Our failure to connect makes it difficult to trust one another. Unfamiliarity breeds contempt. It allows us to believe the worst about the opposition. It makes productive political discussions harder. This lack of communal behavior weakens communities. It foments distrust, alienation, cynicism — anti-democratic feelings eroding democracy.

Ironically, distrust makes us more vulnerable. Trust is a social, political and economic lubricant. It makes everything in human relations easier. Distrust does the opposite, though. It makes everything harder. 

Democracy thrives on trust. 

Authoritarianism thrives on distrust. 

A whole of society approach
Global threats of the past five years — like climate change and covid — have led to partner nations adopting a “whole of society” approach to mitigating the threats. We need that same approach to mitigating the threat of authoritarianism — domestically and internationally.

A “whole of society” approach means all relevant sectors of society work together — business, education, law, governments, communal groups — to solve a problem. Each sector asks what it has done to contribute to the problem and what it can do to contribute to fixing it.

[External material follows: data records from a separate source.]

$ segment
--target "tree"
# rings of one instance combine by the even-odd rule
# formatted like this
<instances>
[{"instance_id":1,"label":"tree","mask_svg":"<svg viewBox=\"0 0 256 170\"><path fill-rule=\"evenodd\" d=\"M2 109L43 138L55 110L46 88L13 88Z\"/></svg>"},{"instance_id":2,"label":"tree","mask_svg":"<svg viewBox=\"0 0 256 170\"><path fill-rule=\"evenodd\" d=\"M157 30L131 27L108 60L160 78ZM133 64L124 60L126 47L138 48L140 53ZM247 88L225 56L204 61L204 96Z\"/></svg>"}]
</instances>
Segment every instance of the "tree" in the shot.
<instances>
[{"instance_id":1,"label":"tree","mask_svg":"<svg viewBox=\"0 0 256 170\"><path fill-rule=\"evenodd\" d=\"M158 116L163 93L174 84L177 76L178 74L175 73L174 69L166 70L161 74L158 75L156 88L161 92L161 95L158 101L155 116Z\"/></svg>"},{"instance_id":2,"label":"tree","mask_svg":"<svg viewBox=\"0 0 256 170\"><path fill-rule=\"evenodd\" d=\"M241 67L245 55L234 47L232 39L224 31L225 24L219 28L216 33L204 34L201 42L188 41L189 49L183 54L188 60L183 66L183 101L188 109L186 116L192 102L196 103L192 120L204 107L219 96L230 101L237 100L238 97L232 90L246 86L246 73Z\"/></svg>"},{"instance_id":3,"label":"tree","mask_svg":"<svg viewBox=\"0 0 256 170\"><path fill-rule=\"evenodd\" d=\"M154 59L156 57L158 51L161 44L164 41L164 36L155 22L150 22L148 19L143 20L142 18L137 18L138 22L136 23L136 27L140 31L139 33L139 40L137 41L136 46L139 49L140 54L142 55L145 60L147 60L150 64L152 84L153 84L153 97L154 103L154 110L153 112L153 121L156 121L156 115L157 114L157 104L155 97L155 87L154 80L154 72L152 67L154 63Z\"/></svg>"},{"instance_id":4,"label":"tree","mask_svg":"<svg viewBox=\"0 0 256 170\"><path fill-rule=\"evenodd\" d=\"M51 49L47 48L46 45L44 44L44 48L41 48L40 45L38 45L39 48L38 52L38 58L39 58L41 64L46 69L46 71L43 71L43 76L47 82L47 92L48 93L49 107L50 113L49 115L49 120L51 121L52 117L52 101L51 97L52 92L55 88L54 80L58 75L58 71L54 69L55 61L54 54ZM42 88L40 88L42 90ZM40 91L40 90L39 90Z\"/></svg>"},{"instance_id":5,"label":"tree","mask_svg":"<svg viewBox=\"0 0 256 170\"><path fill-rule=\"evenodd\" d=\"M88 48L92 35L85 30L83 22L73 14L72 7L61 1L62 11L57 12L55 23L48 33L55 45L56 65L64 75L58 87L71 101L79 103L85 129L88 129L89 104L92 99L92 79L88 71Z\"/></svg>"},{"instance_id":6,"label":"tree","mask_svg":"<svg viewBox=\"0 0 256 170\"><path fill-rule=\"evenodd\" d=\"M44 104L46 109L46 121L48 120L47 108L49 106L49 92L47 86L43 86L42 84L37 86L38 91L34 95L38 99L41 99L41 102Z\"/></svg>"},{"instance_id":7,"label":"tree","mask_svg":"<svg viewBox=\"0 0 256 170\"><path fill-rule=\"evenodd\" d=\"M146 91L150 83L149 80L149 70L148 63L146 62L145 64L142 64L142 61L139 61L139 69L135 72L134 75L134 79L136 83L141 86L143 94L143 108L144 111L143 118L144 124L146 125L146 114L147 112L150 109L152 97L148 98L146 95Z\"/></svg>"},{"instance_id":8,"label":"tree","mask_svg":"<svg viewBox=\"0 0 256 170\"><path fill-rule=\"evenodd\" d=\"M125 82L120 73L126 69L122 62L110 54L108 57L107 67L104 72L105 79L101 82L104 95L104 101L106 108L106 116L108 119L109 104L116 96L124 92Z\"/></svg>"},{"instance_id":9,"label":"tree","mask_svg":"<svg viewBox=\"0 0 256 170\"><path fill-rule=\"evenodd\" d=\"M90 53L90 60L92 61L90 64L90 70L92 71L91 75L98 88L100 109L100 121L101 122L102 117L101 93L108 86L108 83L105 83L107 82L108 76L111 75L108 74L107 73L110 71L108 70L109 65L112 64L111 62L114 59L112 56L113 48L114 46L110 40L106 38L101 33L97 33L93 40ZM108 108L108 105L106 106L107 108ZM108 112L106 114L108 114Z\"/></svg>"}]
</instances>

We need a whole of society approach to defending democracy. There’s already a whole of society approach to destroying it. Every sector is under threat by authoritarians. We must work together. 



And of course, that means you too. Here are 10 democracy defending practices that you can do today to help to defend our democracy.

  1. Build trust between different sectors of society and different factions. Democracy thrives with bridge-building; it erodes with distrust and cynicism.
  2. Use whatever power you have, in whatever spheres of influence you are in, to ask one question, “are we doing enough to defend democracy?”
  3. Spread good information, online and off. Support those who are generating and distributing good information (researchers, teachers, media, librarians). Consider establishing a little free library.
  4. Support institutions, especially communal ones like parks, libraries, food banks and schools. Support places where people connect.
  5. Call people in, not out. We tend to shame those with whom we disagree, but authoritarians thrive with alienation. Shaming and shunning will drive people toward authoritarians. Call them in, befriend them. Build bridges. Bridges strengthen democracy.
  6. Give money, time and attention to pro-democracy politicians, organizations, institutions and movements. Look for groups already working to support democracy.
  7. Democracy is everybody. Everybody. Check your skepticism of people not like you. Work on that. We need all of us.
  8. Go out in public as a democracy defender. Talk about democracy with people. Show up to events, hearings, etc., as a democrat. Join a march. Make being pro-democracy a thing people know about you and associate with you.
  9. Communicate as a democrat. That means using persuasion, not compliance-gaining strategies. That means being open to new information, perspectives, values. It means being inclusive, not exclusive. Democracy is a way of life – a way of thinking and communicating.
  10. Finally, do not be cynical. Do not defeat democracy with your cynicism. Block or mute cynical people/accounts. Cynicism is not useful for a pro-democracy movement. Hope is necessary. 

Democracy isn’t just defended with tanks. Democracy is a way of life as well as a method of politics. The authoritarian plan is to sow division, to exploit distrust, polarization and frustration. 

Authoritarians love cynicism. We have to normalize democratic hope. 

The political project of our time is to defend democracy.


Jennifer Mercieca is a historian of American political rhetoric at Texas A&M University and the author of Demagogue for President The Rhetorical Genius of Donald Trump.

1 Comment

  1. Bern on March 2, 2022 at 8:16 am

    What do you have to say to those who are, for perfectly rational reasons, attempting to get as far away from the deadly-toxic people who actively spread mental and physical illness via their cruel nonsense? To act inclusively around them is to embrace suicide. I have spent time among them just to witness, so I have some experience in this.

    If the last couple centuries have showed us nothing else, they’ve driven home the point that some people are not ready to be included in a healthy functioning democracy.